The MirrorARCHIVES: Jun 26 - July 02.2008 Vol. 24 No. 2  
Mirror Film




Bad job

Workplace comedy The Promotion
is a waste of talent


MISERABLE MANAGERS:
Seann William Scott and John C. Reilly

by MARK SLUTSKY

I wondered why I hadn’t seen any advance hype for The Promotion. Being a workplace comedy with an enviable cast of stars—John C. Reilly, Fred Armisen, Jenna Fischer, Lili Taylor and Jason Bateman among them—it seemed weird that I’d never even heard of it. Well, now I’ve seen the thing, and mystery solved: it’s pretty bad, and I half-suspect the only reason it’s getting released here at all is that one of the main characters is supposed to be from Quebec.

Seann William Scott, best known as American Pie’s Stifler, plays Doug Stauber, assistant manager of a Chicago big box grocery store. With a miserable job keeping order in the store’s parking lot and a clueless boss (Armisen), Scott yearns to get the big promotion to manager of the store’s new location. All seems well until the arrival of a rival: a new transferee from Quebec, Richard (John C. Reilly), also an assistant manager, and also after the same job. (And an anglo, for the record.)

Thus the stage is set for a competition. But the stakes here are weird. For one, Reilly has a more naturally sympathetic screen presence than Scott, who usually plays frat boy types, so I kept forgetting who to root for.

And the script muddies things even more: Reilly’s character isn’t such a bad guy. In fact, he’s pretty likeable: a recovering drug addict who’s just trying to make a nice life for his family, and who’s continually humiliated throughout the film. He’s shown up and embarrassed far more often than Scott, which is just confusing.

For all its comic talent too, The Promotion just isn’t funny.
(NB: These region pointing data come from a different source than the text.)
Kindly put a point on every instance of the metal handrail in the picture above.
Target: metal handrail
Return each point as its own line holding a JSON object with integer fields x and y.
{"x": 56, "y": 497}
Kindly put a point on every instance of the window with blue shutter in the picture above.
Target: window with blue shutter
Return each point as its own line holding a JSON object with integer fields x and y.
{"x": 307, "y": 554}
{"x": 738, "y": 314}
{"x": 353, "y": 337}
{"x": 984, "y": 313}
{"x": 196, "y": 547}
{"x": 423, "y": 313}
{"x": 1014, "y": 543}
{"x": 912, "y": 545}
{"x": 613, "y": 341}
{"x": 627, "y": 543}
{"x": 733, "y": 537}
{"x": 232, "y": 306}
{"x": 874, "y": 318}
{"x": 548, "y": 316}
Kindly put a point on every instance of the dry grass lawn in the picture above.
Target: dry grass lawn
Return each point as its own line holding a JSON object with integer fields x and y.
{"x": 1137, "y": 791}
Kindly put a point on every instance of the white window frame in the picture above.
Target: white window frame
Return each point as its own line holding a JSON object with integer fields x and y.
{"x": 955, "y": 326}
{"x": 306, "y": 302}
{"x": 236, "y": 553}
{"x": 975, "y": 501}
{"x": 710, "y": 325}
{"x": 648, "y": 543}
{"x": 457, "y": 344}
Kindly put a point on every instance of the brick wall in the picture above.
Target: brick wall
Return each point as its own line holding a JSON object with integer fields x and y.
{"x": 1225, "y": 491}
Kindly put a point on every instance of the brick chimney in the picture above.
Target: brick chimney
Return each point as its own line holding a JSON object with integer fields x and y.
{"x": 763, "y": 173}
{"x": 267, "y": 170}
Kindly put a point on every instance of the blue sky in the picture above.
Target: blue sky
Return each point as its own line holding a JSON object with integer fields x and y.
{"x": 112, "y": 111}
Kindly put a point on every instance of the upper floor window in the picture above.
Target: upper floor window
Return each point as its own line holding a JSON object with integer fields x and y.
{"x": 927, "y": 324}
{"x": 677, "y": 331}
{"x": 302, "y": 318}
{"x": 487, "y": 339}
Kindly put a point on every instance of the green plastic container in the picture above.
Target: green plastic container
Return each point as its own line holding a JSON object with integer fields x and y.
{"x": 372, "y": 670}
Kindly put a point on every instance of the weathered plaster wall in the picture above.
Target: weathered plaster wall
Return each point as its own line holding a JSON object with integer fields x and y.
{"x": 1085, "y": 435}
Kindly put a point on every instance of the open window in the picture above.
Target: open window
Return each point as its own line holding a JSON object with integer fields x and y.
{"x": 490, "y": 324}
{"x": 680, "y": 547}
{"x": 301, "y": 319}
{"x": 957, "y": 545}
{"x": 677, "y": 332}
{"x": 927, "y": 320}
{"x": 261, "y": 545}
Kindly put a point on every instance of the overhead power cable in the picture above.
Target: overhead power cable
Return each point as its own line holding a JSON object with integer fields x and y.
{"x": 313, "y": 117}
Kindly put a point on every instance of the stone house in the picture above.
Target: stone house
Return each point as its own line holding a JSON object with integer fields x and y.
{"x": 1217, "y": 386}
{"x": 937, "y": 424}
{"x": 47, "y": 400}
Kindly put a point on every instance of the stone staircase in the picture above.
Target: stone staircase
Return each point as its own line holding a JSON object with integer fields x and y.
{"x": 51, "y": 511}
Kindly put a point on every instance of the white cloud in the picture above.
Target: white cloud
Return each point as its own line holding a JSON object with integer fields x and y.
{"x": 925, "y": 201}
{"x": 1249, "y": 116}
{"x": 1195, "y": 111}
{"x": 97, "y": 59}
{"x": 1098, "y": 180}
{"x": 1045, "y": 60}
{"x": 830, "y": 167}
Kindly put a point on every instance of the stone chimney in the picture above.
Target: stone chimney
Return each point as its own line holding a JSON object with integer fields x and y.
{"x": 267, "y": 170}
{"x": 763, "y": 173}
A running gag involving a banjo-obsessed couple made me chuckle, but there are far too many funny people in this movie for the small amount of laughs it elicits.

Armisen, a scene-stealer everywhere else, stands around without much to do, and Bateman’s bit part is totally wasted.

That, plus a bad voiceover by Scott and the movie’s seemingly unintentional subtext of a white guy under constant attack by minorities and foreigners (including anglo Quebeckers) makes The Promotion difficult to enjoy.